Re: [PATCH v6 2/3] zram: fix deadlock with sysfs attribute usage and module removal

Luis Chamberlain <mcgrof@xxxxxxxxxx> · Thu, 22 Jul 2021 15:17:05 -0700

On Wed, Jul 21, 2021 at 01:29:29PM +0200, Greg KH wrote:
> On Fri, Jul 02, 2021 at 05:19:57PM -0700, Luis Chamberlain wrote:
> > +#define MODULE_DEVICE_ATTR_FUNC_STORE(_name) \
> > +static ssize_t module_ ## _name ## _store(struct device *dev, \
> > +				   struct device_attribute *attr, \
> > +				   const char *buf, size_t len) \
> > +{ \
> > +	ssize_t __ret; \
> > +	if (!try_module_get(THIS_MODULE)) \
> > +		return -ENODEV; \
> 
> I feel like this needs to be written down somewhere as I see it come up
> all the time.

I'll go ahead and cook up a patch to do just this after I send this
email out.

> Again, this is racy and broken code.  You can NEVER try to increment
> your own module reference count unless it has already been incremented
> by someone external first.

In the zram driver's case the sysfs files are still pegged on, because
as we noted before the kernfs active reference will ensure the store
operation still exists. If the driver removes the operation prior to
getting the active reference, the write will just fail. kernfs ensures
once a file is opened the op is not removed until the operation completes.
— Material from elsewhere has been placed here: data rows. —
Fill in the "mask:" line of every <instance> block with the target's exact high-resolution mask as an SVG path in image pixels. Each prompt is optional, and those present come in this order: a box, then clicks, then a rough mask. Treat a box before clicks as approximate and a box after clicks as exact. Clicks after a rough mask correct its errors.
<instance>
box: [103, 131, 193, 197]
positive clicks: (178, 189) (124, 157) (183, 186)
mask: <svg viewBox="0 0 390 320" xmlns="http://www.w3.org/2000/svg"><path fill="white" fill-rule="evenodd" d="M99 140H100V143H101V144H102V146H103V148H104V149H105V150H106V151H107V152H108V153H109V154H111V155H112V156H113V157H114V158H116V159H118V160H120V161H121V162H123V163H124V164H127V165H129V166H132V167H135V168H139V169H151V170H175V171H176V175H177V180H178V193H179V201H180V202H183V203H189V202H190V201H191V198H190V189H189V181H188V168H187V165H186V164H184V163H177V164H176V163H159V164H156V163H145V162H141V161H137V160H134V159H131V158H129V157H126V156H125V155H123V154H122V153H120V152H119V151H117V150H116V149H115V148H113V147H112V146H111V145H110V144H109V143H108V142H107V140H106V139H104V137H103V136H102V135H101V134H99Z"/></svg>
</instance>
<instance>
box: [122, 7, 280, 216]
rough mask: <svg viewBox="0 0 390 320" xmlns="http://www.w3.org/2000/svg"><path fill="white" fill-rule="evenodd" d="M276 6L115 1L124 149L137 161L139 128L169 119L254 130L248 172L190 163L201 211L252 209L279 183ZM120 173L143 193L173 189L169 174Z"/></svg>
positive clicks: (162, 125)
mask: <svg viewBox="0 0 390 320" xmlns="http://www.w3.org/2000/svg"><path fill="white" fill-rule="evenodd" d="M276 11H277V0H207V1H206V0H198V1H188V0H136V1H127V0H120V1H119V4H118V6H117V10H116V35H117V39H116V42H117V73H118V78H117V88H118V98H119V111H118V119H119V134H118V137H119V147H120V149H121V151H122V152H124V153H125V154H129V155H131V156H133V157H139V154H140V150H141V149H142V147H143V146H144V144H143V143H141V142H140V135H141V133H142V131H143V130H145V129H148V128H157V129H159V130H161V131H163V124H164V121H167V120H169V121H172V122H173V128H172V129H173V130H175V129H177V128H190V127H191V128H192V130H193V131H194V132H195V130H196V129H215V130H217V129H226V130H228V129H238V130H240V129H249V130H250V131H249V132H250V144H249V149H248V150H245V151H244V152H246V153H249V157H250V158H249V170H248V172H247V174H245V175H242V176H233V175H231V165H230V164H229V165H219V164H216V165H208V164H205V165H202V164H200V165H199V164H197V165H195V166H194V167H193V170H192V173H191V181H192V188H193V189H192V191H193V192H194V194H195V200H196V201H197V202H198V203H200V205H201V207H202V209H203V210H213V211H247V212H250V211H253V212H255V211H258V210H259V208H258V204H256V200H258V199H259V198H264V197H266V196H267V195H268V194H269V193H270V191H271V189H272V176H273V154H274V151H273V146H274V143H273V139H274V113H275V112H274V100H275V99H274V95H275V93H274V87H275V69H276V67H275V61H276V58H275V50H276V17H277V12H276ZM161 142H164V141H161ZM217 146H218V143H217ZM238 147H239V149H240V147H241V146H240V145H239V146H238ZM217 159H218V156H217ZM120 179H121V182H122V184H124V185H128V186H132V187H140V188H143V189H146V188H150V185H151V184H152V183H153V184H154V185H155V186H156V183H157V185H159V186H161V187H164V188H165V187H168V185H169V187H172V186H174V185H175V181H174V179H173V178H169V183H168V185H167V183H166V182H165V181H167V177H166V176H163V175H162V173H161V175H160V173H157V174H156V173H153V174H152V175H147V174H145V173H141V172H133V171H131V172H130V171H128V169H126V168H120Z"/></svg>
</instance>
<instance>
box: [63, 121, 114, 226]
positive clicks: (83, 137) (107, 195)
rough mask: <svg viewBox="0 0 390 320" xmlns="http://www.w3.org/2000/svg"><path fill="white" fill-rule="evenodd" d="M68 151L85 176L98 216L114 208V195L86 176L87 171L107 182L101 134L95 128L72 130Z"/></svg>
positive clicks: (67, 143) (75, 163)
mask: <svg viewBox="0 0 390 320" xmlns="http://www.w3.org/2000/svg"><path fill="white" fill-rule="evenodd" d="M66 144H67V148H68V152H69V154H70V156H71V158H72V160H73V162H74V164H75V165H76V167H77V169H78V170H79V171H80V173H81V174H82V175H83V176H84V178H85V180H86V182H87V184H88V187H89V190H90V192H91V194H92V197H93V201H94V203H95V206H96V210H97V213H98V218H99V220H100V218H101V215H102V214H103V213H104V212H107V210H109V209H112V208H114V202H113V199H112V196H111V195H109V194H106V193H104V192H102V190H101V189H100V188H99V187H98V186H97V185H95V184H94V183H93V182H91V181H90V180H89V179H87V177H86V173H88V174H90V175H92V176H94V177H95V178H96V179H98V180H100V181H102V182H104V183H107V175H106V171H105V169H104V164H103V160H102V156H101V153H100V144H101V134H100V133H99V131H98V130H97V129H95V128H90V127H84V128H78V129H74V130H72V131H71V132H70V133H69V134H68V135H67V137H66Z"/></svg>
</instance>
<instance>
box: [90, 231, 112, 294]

If a file is opened then, the module cannot possibly be removed. The
piece of information we realy care about is the use of module_is_live()
inside try_module_get() which does:

static inline bool module_is_live(struct module *mod)
{                                                                               
	return mod->state != MODULE_STATE_GOING;
}

The try allows module removal to trump use of the sysfs file. If
userspace wants the module removed, it gives up in favor for that
operation.

> As "proof", what happens if this module is unloaded right _before_ this
> call happens?  The module will be unloaded, memory zeroed out (or
> overridden), and then the processor will resume here and try to call (or
> return into) this code path.

The use of try_module_get() is protected to be correct by the kernfs active
reference, which in turn ensures the module is not gone. That is, when
a sysfs file read / write op is issued, if the file was opened we *know*
the module is not gone yet. It cannot possibly be removed. But once
inside the operation, try_module_get() can check to see if userspace did
want to remove the module, and if so it would immediately bail out and
yield to that operation.

Userspace cannot open a sysfs file with the module being gone.
The kernfs active prevents that.

> Boom.

I think it would be good we add a self test for this particular case.
I'll go ahead and extend my sysfs tests with one test for this case.

I could do this by adding a new sysfs file to the test driver and where
all it does is this try_module_get() thing. This can then be raced with
module removals attempts.

But it does not mean all you say is wrong.

I think the value of what you are saying requires documenting as it
was not clear to me either. I'll send a patch now.

> Just say no to "try_module_get(THIS_MODULE)" as it is totally wrong.

Context is required and documented. I'll end a patch.

  Luis